Named Pipes

08 Mar 2015

A couple of weeks ago I heard about named pipes, a very neat feature of unix-like systems. This feature allowed me to speed up my TDD cycle. In general, though, I think named pipes fall into the “good-to-know” category for your developer toolbelt.

First off all, a unix pipeline allows a set of processes to have their I/O chained together. A typical example that you’ve probably seen or used before is:

$ ls -l | grep Documents
drwx------+  3 jassa  staff   102 Feb  6 19:59 Documents

Each pipe (|) connects the output of the left program, to the input of the right program. In this example we pass the output of ls -l (a list of files and directories) to grep Documents (which will return the lines that match our “Documents” search). Pipes have many useful applications, and named pipes are an extension of them.

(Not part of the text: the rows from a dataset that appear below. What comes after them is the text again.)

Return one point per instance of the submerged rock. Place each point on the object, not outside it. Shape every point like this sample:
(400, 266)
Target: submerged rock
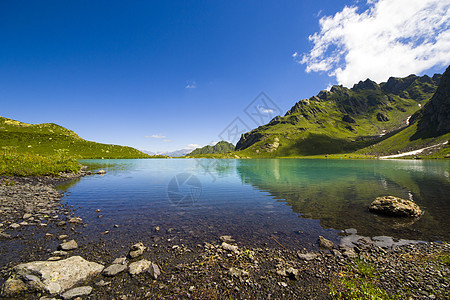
(139, 266)
(394, 206)
(70, 245)
(50, 276)
(137, 250)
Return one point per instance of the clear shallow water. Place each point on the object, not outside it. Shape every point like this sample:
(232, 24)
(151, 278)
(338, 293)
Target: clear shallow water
(289, 201)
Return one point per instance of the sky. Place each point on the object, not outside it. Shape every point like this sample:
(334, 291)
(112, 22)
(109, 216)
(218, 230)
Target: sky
(167, 75)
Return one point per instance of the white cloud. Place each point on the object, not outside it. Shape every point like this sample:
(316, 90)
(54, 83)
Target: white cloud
(191, 85)
(155, 136)
(193, 146)
(265, 110)
(390, 38)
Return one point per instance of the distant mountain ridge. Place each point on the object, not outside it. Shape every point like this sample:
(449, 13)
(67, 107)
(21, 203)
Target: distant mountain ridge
(50, 139)
(344, 120)
(219, 148)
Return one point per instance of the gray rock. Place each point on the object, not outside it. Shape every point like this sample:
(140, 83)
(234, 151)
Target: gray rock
(394, 206)
(50, 276)
(227, 238)
(4, 236)
(120, 261)
(307, 256)
(114, 269)
(229, 247)
(137, 250)
(154, 271)
(70, 245)
(14, 225)
(77, 292)
(75, 220)
(139, 266)
(235, 272)
(324, 243)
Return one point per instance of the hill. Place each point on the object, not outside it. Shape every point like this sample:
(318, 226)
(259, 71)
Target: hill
(50, 139)
(219, 148)
(342, 120)
(429, 127)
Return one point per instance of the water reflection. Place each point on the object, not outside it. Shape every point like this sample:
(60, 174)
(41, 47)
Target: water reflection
(338, 192)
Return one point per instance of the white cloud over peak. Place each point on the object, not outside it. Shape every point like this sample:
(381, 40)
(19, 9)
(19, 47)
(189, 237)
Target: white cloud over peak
(390, 38)
(155, 136)
(191, 85)
(193, 146)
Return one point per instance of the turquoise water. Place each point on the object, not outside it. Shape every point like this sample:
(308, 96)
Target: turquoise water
(291, 201)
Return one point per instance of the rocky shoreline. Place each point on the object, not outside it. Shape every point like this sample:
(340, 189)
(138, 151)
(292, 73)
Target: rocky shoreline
(37, 229)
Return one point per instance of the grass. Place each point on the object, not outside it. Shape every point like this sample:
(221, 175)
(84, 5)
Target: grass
(33, 165)
(359, 283)
(50, 139)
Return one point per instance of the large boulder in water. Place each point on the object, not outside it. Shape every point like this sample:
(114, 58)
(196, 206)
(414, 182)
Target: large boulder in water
(394, 206)
(50, 276)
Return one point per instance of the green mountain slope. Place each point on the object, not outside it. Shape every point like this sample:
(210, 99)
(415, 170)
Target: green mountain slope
(219, 148)
(429, 126)
(341, 120)
(50, 139)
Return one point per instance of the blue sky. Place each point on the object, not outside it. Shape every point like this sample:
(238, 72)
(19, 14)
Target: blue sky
(161, 75)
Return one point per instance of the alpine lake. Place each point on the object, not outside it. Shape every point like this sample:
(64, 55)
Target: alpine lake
(260, 201)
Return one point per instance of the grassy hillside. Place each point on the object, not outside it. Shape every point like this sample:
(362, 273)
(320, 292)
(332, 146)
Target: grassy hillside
(220, 147)
(341, 120)
(50, 139)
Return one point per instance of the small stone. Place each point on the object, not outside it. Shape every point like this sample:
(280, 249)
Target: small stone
(137, 250)
(4, 235)
(70, 245)
(75, 220)
(59, 253)
(54, 258)
(227, 239)
(120, 261)
(114, 269)
(307, 256)
(324, 243)
(77, 292)
(14, 225)
(235, 272)
(154, 271)
(102, 283)
(229, 247)
(139, 266)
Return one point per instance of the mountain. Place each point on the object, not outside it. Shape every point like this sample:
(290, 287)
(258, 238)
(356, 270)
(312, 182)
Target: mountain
(50, 139)
(176, 153)
(219, 148)
(344, 120)
(428, 128)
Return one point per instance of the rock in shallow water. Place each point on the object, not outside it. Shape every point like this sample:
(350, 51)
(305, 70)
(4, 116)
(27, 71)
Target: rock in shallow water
(70, 245)
(50, 276)
(114, 269)
(77, 292)
(137, 250)
(394, 206)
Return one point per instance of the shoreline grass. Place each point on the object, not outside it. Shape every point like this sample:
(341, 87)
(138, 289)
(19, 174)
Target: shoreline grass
(15, 164)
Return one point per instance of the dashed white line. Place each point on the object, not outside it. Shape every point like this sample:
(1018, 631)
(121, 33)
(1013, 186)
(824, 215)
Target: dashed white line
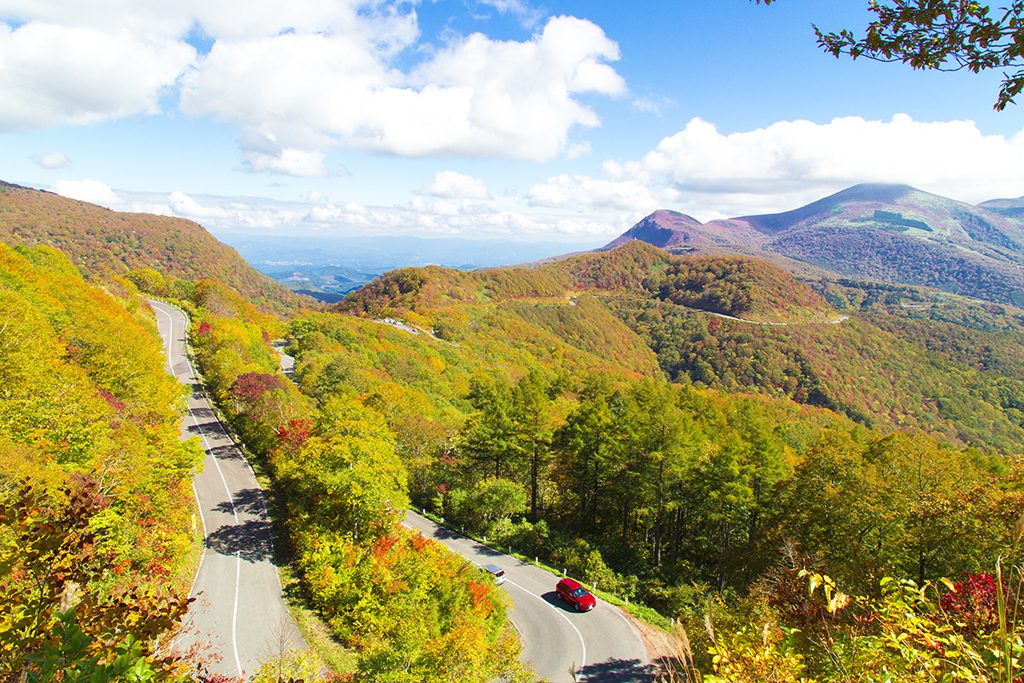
(230, 500)
(583, 643)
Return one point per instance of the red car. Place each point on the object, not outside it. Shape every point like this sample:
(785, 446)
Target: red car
(574, 594)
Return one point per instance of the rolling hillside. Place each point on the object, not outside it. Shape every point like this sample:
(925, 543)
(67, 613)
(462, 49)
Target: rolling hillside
(888, 356)
(891, 233)
(103, 243)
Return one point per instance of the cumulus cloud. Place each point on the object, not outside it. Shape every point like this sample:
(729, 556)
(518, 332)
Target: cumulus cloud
(304, 77)
(711, 174)
(52, 160)
(804, 159)
(87, 190)
(475, 96)
(457, 185)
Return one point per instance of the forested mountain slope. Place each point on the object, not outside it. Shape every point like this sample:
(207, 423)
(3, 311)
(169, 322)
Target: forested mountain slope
(688, 498)
(888, 356)
(94, 497)
(103, 243)
(884, 232)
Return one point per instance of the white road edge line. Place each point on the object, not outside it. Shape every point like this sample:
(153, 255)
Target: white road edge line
(238, 574)
(199, 428)
(583, 643)
(235, 614)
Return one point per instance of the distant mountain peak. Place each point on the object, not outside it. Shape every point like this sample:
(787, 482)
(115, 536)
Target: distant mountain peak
(663, 228)
(883, 231)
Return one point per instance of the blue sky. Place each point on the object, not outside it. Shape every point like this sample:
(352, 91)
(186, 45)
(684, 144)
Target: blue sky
(557, 121)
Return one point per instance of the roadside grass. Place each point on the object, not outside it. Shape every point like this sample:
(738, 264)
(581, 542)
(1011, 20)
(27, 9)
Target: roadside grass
(314, 631)
(639, 610)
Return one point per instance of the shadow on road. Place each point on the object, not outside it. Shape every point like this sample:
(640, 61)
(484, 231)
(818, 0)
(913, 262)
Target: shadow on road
(251, 541)
(246, 501)
(223, 453)
(617, 671)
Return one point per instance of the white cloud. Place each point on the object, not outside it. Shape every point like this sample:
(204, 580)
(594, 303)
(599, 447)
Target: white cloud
(801, 160)
(304, 77)
(476, 96)
(710, 174)
(457, 185)
(54, 75)
(582, 191)
(289, 161)
(52, 160)
(87, 190)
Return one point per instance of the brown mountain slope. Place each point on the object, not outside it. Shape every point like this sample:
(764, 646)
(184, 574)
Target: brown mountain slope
(883, 232)
(103, 243)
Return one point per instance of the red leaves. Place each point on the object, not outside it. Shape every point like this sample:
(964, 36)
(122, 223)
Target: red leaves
(479, 594)
(973, 602)
(420, 542)
(118, 406)
(295, 433)
(250, 387)
(383, 546)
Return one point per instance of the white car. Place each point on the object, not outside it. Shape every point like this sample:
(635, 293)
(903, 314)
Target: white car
(496, 571)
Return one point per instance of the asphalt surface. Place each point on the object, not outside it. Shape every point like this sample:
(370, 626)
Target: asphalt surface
(239, 617)
(560, 644)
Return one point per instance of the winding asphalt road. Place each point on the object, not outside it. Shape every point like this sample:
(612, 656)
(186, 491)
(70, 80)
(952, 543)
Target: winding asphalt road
(239, 615)
(560, 644)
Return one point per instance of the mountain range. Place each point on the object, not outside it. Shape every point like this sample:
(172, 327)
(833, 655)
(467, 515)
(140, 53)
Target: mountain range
(885, 232)
(103, 243)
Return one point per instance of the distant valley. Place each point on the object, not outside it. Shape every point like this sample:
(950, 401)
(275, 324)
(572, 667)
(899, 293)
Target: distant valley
(881, 232)
(327, 268)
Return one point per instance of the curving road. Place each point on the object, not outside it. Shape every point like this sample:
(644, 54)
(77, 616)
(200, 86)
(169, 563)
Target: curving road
(600, 645)
(239, 615)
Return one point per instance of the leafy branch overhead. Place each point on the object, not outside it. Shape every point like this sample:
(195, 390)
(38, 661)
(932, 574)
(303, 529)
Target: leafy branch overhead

A traditional pipe lives as long as the processes involved are running. A named pipe, on the other hand, is persistent and sits in your system like any other file. Whatever you write to it, can be read elsewhere. Here’s an example (we need two terminal sessions because reading/writing to a named pipe is I/O blocking).

# Terminal 1
$ mkfifo myNamedPipe # creates a file named “myNamedPipe”
$ echo "Foo" > myNamedPipe # send “Foo” to myNamedPipe
  # ..this process hangs until we read the contents of myNamedPipe elsewhere

# Terminal 2
$ cat myNamedPipe
Foo # returns immediately, and the process in terminal 1 also returns

Reading and writing to named pipes are I/O blocking operations. Both processes depend on each other and will be blocked until you read the contents of your named pipe. Our previous example with an anonymous pipe could become:

# Terminal 1
$ ls -l | grep $(cat myNamedPipe)
  # hangs…

# Terminal 2
$ echo “Documents” > myNamedPipe

# Back in terminal 1 our process returns…
drwx------+  3 jassa  staff   102 Feb  6 19:59 Documents

By now you should start to realize the power of named pipes. I switched to Vim recently (most people I work with use it, so in order to pair effectively I left Emacs for a while), and on top of that I started working on a Java project that uses maven to manage its build. I decided to avoid the typical slow and bloated IDEs, and just try a Vim workflow instead. I value simplicity, not just in my code but also in my tools, and named pipes allowed me to achieve a tight feedback loop without the overhead an IDE and third-party libraries bring into the mix.

Basically I created a custom autorunner for whenever my tests change, using Vim and maven.

My "manual" TDD workflow looks like this:

  1. Make and save changes to SomeClassTest.java
  2. Run mvn -Dtest=SomeClassTest clean test in a command prompt

In order to automate the 2nd step, I had to setup a couple of things in my terminal.

  1. Create a named pipe (in my case mkfifo .test-class)
  2. Run an endless loop that evaluates the name of the desired test class

     $ while true; do mvn -Dtest=$(cat .test-class) clean test; done
    

    This endless loop will be blocked waiting to read from the .test-class pipe. If we echo “SomeClassTest” > .test-class it will run the given test and block again waiting to read.

The last step is making Vim write the class name to the pipe every time we save our changes. In my project’s local .vimrc (See the exrc option):

:autocmd BufWritePost *Test.java :call RunTest()

function! RunTest()
    :call system('echo ' . expand('%:tr') . ' > .test-pipe')
endfunction

This function runs every time we save a file that ends with Test.java, and passes the current file name to our named pipe. Now my tests run automatically whenever I save my changes. It might not look like much, but consider the seconds saved from every time I had to switch to another tab, hit the up arrow and press enter (or alternatively reverse-i-search for “test”).

What I liked the most about this approach is that with a couple tweaks you can reuse it for pretty much any language and environment.

This is only the first use that I give to named pipes. Like I said, it’s probably one of those features that are useful to know about, but probably not immediately. I don’t think I have any other use for them right now, but I bet if I encounter a problem they can solve, they’ll pop up in my head.